Sauvé par une pétition, le dernier crieur de journaux de Paris reprend du service

Ali commence 2017 avec le sourire. Depuis le début de l'année, il attaque à nouveau ses journées à vélo dans les rues de Saint-Germain-des-Prés, une pile du journal Le Monde dans les bras. Il y a quelques semaines pourtant, son activité de crieur de journaux, le dernier de Paris, a failli disparaître. En cause, la fermeture de l'entrepôt où il se fournissait à Paris et un nouveau lieu de stockage trop éloigné pour le crieur parisien.

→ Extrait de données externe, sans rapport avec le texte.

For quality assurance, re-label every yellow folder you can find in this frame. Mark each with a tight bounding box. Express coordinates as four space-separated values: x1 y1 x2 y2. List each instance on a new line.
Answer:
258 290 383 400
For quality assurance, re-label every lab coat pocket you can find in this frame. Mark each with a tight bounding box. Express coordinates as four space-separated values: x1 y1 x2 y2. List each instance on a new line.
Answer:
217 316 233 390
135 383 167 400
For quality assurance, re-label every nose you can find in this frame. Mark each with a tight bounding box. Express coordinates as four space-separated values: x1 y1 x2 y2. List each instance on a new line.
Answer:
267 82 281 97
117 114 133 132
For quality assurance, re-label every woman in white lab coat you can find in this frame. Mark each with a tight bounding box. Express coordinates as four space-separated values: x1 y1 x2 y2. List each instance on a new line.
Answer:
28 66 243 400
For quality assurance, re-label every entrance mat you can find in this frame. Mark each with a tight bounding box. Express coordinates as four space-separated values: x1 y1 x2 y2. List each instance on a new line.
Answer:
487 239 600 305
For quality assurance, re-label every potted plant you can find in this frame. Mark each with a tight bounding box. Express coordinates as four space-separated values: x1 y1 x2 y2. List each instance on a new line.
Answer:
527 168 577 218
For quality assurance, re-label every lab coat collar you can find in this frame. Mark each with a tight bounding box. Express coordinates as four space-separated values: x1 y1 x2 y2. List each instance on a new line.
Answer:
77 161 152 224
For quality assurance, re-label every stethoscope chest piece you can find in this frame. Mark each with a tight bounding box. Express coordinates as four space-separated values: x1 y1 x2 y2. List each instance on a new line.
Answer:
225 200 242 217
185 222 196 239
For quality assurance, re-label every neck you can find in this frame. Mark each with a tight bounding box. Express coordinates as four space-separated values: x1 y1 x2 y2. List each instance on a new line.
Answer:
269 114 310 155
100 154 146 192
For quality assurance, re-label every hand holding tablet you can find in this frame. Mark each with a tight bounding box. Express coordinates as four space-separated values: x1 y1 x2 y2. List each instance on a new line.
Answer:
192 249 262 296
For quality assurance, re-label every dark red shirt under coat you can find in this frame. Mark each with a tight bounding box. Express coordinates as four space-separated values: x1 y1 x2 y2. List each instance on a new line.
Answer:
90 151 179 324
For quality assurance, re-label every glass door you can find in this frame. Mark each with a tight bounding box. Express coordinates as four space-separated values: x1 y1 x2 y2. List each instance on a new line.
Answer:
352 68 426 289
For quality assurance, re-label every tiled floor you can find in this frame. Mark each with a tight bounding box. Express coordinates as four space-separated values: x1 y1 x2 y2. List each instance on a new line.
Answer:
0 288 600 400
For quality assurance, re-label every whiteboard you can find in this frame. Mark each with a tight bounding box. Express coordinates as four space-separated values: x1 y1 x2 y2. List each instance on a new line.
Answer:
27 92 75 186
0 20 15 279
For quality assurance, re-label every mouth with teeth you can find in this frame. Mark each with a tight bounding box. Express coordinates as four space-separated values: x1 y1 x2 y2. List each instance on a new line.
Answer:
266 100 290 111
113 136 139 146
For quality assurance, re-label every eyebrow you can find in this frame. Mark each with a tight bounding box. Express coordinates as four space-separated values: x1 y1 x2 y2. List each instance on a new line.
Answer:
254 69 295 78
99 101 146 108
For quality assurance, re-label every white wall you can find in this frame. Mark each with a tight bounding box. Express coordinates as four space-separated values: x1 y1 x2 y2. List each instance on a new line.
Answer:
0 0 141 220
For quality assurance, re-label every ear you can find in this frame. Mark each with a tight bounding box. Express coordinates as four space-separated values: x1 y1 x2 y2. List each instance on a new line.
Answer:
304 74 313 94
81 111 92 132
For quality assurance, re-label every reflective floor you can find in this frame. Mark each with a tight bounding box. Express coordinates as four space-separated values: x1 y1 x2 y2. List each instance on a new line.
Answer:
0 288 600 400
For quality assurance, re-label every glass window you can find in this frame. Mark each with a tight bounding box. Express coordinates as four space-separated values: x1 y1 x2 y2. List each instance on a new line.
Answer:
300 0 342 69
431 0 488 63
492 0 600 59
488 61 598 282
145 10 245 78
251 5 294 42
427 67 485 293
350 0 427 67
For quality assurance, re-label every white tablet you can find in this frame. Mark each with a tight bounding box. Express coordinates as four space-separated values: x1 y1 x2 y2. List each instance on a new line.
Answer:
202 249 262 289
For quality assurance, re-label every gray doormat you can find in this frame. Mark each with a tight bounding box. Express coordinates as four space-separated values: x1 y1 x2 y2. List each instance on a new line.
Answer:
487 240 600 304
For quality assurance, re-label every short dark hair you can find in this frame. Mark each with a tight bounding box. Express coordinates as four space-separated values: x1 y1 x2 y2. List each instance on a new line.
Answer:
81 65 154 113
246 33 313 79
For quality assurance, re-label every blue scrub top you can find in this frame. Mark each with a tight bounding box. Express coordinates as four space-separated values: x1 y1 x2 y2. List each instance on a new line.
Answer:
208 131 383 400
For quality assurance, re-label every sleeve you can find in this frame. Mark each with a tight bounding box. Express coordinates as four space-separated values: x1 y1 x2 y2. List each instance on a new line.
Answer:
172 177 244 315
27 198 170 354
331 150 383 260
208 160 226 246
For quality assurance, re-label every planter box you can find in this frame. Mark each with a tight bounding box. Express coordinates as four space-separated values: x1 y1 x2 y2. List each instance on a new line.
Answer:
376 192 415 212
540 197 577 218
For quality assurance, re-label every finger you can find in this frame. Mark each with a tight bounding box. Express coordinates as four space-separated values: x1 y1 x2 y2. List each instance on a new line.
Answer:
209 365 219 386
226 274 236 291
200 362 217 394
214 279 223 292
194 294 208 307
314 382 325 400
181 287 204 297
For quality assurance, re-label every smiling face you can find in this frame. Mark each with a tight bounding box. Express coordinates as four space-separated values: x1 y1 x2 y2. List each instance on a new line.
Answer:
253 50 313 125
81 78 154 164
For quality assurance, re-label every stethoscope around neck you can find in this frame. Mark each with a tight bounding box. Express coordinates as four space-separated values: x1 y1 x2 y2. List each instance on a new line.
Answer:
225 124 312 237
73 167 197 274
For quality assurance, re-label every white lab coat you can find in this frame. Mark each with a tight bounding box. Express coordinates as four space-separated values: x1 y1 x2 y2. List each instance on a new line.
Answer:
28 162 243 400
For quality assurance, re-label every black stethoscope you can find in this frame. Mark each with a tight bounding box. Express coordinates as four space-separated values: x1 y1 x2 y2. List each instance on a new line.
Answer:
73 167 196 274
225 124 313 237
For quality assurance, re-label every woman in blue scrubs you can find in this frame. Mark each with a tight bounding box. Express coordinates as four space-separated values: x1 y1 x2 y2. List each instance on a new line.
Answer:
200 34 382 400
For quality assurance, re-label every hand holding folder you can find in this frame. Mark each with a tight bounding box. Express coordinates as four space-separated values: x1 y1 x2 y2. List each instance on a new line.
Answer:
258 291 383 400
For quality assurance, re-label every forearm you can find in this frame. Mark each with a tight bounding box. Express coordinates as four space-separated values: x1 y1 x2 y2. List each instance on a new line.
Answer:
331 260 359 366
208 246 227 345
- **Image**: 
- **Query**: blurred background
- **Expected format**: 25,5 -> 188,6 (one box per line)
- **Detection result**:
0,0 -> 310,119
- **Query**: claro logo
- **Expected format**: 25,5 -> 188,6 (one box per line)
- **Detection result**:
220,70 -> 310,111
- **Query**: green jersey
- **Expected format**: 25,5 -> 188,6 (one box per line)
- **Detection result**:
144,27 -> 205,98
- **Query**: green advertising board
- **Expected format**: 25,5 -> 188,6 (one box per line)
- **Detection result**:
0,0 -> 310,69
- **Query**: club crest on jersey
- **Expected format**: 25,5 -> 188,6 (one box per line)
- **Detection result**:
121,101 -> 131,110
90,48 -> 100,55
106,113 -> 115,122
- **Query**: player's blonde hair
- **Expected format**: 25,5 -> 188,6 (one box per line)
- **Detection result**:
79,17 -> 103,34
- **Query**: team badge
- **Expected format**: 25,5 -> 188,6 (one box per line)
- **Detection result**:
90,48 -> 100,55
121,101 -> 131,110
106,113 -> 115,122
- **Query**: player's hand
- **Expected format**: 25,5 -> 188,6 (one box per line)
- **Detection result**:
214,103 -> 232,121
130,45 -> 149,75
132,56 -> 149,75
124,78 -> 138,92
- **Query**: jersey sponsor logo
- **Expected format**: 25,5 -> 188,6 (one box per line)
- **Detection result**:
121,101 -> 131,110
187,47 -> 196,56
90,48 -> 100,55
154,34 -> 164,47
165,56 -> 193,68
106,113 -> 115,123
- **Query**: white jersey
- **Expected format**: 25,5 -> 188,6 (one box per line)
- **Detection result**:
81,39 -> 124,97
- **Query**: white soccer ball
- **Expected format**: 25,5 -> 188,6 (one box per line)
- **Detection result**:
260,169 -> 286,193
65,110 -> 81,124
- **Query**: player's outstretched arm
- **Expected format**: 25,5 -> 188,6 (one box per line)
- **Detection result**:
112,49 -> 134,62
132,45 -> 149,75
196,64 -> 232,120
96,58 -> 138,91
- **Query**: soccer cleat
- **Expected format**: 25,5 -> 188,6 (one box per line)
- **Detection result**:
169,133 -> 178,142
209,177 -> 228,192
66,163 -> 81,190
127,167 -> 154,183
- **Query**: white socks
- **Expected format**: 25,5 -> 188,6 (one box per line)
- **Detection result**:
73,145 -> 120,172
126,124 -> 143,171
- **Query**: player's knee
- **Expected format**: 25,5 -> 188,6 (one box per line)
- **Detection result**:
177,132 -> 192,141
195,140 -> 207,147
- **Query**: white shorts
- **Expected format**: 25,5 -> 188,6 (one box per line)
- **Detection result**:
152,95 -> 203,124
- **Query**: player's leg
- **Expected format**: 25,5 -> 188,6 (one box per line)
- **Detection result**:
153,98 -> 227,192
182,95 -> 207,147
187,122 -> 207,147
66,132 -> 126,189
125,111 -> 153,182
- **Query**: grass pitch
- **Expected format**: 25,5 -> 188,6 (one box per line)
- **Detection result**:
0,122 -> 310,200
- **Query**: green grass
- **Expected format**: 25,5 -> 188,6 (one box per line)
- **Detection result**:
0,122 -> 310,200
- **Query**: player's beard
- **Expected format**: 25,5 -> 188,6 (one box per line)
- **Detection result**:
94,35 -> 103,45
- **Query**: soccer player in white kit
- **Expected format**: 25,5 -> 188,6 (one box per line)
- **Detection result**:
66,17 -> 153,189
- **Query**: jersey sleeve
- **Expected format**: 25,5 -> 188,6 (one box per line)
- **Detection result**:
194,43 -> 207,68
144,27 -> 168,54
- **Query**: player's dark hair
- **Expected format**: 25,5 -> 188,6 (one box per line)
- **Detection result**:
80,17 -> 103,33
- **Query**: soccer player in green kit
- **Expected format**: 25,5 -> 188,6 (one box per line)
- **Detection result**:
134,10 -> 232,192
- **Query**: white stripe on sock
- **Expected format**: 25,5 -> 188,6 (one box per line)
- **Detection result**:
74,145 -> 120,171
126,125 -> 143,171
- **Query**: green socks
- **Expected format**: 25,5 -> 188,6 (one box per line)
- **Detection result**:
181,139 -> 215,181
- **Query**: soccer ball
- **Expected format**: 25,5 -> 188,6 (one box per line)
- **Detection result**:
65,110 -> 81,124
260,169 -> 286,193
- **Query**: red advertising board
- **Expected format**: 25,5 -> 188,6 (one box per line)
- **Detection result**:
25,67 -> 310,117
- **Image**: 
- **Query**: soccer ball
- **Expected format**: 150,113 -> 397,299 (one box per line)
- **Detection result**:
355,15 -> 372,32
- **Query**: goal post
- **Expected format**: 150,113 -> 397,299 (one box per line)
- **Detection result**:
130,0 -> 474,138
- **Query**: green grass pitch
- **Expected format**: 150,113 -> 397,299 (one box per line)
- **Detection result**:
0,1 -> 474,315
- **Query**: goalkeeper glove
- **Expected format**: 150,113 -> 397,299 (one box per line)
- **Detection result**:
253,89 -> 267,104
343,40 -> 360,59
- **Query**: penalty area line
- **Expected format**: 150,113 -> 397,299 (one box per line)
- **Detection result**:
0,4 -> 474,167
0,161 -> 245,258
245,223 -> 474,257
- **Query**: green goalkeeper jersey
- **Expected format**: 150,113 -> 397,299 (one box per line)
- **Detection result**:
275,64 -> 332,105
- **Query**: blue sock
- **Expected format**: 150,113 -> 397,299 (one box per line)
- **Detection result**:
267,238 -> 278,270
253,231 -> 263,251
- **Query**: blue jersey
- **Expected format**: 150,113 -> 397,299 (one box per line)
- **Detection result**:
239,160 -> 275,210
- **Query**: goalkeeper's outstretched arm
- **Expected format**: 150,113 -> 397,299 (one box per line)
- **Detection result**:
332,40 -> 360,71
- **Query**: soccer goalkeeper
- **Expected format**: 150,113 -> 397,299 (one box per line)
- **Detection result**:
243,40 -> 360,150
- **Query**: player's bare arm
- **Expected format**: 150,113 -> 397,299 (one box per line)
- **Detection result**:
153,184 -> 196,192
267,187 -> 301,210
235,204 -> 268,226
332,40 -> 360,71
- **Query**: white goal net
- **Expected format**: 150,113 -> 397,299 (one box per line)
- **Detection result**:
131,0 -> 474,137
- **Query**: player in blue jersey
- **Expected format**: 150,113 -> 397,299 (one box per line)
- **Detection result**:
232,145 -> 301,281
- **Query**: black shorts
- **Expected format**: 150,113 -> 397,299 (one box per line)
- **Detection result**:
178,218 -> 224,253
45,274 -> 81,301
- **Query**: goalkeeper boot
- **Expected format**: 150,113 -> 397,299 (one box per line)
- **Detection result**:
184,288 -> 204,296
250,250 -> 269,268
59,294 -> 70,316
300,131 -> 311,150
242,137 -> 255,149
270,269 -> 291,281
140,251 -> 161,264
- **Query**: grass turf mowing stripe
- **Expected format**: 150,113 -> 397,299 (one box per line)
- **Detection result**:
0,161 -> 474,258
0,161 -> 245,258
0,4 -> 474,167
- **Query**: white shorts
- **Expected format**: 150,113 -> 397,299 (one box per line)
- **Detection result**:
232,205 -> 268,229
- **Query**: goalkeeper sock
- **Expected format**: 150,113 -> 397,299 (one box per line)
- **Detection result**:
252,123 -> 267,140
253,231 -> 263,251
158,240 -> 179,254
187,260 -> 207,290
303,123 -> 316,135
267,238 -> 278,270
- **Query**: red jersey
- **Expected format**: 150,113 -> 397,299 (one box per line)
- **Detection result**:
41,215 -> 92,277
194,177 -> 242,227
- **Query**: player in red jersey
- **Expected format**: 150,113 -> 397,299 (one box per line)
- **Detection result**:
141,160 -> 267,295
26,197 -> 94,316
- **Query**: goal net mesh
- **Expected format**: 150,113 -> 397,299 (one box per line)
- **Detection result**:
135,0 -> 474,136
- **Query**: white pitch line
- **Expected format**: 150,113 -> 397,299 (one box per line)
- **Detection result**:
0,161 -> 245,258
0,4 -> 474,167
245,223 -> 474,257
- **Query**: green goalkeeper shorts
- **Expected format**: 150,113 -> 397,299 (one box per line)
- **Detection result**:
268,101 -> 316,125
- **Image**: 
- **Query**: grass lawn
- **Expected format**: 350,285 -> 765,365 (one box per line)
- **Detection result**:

C'était sans compter sur la sympathie qu'attire le vendeur de 64 ans dans ce quartier du 6e arrondissement. En décembre, une pétition lancée par l'association des anciens élèves de Sciences Po, voisine, recueille 7.000 signatures en quelques jours. Après avoir été reçu par le journal, Ali fait désormais figure d'exception et se fait livrer les 40 exemplaires qu'il écoule chaque jour. Pour les restaurateurs de Saint-Germain-des-Prés et les clients, c'est un soulagement.
"On est ravi qu'il soit toujours là, on sait que ça a été un peu compliqué donc on a tous signé une pétition qui a été diffusée par les réseaux sociaux", explique l'un d'eux à BFM Paris.
Des blagues pour faire vendre le journal
En suivant Ali à Saint-Germain-des-Prés, il ne faut pas longtemps pour comprendre qu'il est une véritable célébrité. Même si son activité de vendeur à la criée est aujourd'hui un complément, il applique toujours la recette qui a fait son succès: l'humour.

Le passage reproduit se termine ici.